A partir d'un texte dans la Michna, le Père Michel Remaud nous aide à comprendre le parabole du Bon Pasteur (Jean 10).

good_shepherd« Je suis le bon berger : le bon berger se dessaisit de sa vie pour ses brebis. Le mercenaire, qui n’est pas vraiment un berger et à qui les brebis n’appartiennent pas, voit-il venir le loup, il abandonne les brebis et prend la fuite. » (Jn 10,11-12). La Mishna, avec une précision de contrat d’assurance, est entrée dans le détail des cas de force majeure qui exonèrent de sa responsabilité un berger salarié (Baba Metsia, 7,9). L’attaque d’un loup n’est pas considérée comme un cas de force majeure, et le berger à gages doit tenir tête à la bête pour protéger le troupeau. Il est va différemment si deux loups attaquent en même temps : dans ce cas, le berger n’est pas considéré comme responsable de la perte des brebis. Cependant, la responsabilité du berger est dégagée, même dans le cas d’un loup isolé, si ces attaques sont assez fréquentes pour être considérées comme inévitables. L’attaque de deux chiens n’est pas considérée comme un danger qui libérerait le berger de ses obligations, sauf, précise quand même un disciple de Rabbi Méir, si les deux chiens attaquent simultanément de deux directions différentes. Bien entendu, le berger n’est pas responsable de la perte des bêtes s’il est attaqué par un brigand, un lion, un ours, un tigre, un serpent ou une panthère. Cette énumération, remarquons-le au passage, est pour nous une indication aussi précieuse que pittoresque sur la faune qui peuplait alors la terre d’Israël avant qu’elle ne soit déboisée, et qui a survécu bien après le début de notre ère. Aujourd’hui encore, on trouve des panthères dans la région d’Ein-Guedi.

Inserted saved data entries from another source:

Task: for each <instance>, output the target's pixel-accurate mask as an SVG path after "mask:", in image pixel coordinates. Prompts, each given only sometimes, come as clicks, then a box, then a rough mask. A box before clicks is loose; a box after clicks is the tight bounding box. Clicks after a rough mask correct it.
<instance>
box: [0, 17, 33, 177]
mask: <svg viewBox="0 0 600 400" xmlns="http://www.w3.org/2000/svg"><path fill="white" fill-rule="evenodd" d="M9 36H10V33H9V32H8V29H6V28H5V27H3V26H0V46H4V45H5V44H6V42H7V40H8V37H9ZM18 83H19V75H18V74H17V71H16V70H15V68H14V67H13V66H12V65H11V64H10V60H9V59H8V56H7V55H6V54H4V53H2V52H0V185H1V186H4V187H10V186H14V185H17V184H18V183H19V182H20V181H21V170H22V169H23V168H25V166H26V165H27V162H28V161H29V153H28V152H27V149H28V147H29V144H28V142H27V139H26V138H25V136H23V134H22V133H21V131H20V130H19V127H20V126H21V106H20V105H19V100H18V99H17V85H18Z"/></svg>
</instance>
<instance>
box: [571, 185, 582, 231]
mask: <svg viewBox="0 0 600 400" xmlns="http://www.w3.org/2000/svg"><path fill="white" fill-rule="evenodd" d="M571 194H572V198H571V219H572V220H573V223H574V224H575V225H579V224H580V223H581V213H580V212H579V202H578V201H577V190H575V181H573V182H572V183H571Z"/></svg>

Ces précisions font ressortir le contraste entre les deux attitudes extrêmes qu’évoque l’Évangile : celle du mercenaire, qui prend la fuite dès qu’il aperçoit le loup ; celle du vrai berger, qui, non content de faire face au danger, va jusqu’à risquer sa vie propre vie pour sauver celle des brebis. Dans ce second cas, la disproportion et l’invraisemblance nous font sortir de la parabole pour entrer dans la réalité, le mystère même du Christ, qui se dessaisit de sa vie pour son troupeau.